Prove that simultaneously diagonalizable matrices commute
Solution 1:
This has undoubtedly been answered (likely multiple times) here before, so I post this at the risk of beating a dead (and decaying) horse.
Let me first link you to this page, which contains two excellent answers (I particularly recommend Keith Conrad's expository paper linked in Pierre-Yves Gaillard's answer). However, let me provide a perhaps more elementary viewpoint since, from experience, many people beginning this topic are not quite comfortable with minimal polynomial based arguments yet.
You seem to have covered part a quite adequately so let me focus on part b. I apologize in advance for the length, but I feel that this is a topic which requires thorough understanding.
The main thing to remember about commuting matrices is the fact that commuting matrices respect each other's eigenspaces. What does this mean?

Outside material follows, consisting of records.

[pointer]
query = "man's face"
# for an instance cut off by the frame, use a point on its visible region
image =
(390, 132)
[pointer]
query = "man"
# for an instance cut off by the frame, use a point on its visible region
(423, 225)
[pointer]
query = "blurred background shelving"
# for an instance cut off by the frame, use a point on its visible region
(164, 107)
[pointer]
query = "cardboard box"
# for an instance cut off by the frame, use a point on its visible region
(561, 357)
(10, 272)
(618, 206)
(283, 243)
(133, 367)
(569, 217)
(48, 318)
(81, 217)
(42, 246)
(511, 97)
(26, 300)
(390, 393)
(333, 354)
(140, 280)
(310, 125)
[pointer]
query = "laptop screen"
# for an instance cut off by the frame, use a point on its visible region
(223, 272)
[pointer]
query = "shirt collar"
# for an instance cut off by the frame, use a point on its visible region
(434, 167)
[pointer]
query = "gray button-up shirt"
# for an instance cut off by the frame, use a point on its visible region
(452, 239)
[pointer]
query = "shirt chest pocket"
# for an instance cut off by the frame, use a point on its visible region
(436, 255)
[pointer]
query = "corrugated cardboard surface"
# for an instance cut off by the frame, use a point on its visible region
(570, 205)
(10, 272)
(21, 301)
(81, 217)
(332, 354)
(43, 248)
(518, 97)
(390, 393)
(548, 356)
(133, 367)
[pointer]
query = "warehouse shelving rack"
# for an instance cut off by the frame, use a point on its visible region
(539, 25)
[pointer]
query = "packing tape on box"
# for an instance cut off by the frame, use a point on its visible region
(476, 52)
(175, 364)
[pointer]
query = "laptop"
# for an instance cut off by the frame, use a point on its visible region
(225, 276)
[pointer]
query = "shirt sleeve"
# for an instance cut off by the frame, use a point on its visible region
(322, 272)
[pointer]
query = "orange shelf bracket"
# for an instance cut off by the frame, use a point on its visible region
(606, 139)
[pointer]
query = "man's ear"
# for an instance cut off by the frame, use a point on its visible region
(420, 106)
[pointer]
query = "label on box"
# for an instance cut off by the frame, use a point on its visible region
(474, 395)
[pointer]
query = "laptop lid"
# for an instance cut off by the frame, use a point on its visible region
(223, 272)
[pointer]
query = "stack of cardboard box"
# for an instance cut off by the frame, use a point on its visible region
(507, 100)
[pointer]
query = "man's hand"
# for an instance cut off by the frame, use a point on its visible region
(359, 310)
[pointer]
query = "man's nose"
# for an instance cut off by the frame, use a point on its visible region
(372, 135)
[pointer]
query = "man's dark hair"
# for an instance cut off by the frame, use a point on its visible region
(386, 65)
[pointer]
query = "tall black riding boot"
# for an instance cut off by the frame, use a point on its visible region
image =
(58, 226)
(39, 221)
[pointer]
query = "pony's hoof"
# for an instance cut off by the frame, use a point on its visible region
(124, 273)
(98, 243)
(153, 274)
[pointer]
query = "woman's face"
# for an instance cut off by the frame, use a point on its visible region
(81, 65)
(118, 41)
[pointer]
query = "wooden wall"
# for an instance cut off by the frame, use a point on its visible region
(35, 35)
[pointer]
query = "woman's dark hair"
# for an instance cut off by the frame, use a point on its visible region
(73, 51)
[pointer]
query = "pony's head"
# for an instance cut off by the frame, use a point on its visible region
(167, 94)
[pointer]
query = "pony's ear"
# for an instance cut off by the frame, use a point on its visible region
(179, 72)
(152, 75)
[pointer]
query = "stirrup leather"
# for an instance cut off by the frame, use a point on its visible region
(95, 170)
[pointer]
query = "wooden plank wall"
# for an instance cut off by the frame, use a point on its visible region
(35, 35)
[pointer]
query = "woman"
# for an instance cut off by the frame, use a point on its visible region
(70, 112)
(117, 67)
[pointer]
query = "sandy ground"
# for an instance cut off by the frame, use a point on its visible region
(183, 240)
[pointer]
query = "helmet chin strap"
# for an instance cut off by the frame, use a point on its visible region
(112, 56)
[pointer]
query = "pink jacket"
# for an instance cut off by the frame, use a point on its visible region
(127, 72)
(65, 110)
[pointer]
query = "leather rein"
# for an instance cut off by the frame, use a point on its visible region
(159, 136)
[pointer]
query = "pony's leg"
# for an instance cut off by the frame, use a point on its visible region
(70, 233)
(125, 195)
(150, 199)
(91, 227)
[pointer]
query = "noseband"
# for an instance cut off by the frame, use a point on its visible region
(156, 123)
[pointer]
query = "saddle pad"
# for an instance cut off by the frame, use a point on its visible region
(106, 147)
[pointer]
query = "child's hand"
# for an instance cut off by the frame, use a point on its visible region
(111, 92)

To talk about that, we first have to introduce the topic of an invariant subspace.
Consider a matrix mapping $A:\ V \rightarrow V$ for a vector space $V$. If there is some subspace $U$ of $V$ such that the restriction of $A$ to $U$ remains an operator in the sense that $A:\ U\rightarrow U$, then we say that $U$ is an invariant subspace of $A$. The term stable is also sometimes used. The significance of this is that $A(U) \subseteq U$, the image of $U$ is entirely contained within $U$. This way, it makes sense to talk about a restriction of the mapping to the smaller vector space $U$.
This is desirable for several reasons, the main one being that linear mappings on smaller vector spaces are easier to analyze. We can look at the action of the mapping on each invariant subspace and then piece them together to get an overall picture. This is what diagonalization does; we break down the vector space into smaller invariant subspaces, the eigenspaces, and then piece together the facts to get a simpler picture of how the mapping works. Many of the simpler, canonical representations are dependent on this fact (for example, the Jordan canonical form looks at the invariant generalized eigenspaces).
Now, if we have two commuting, diagonalizable matrices, then each eigenspace of $B$ is not only invariant under $B$ itself, but also under $A$. This is what we mean by preserving each other's eigenspaces. To see this, let $\mathbf{v}$ be an eigenvector of $B$ under eigenvalue $\lambda$. Then $$B(A\mathbf{v}) = A(B\mathbf{v}) = \lambda A\mathbf{v}$$ so that $A\mathbf{v}$ is again an eigenvector of $B$ under eigenvalue $\lambda$. In our new language, this means that the eigenspace $E_\lambda$ of $B$ is invariant under $A$. This means it makes sense to look at the restriction of $A$ to $E_\lambda$.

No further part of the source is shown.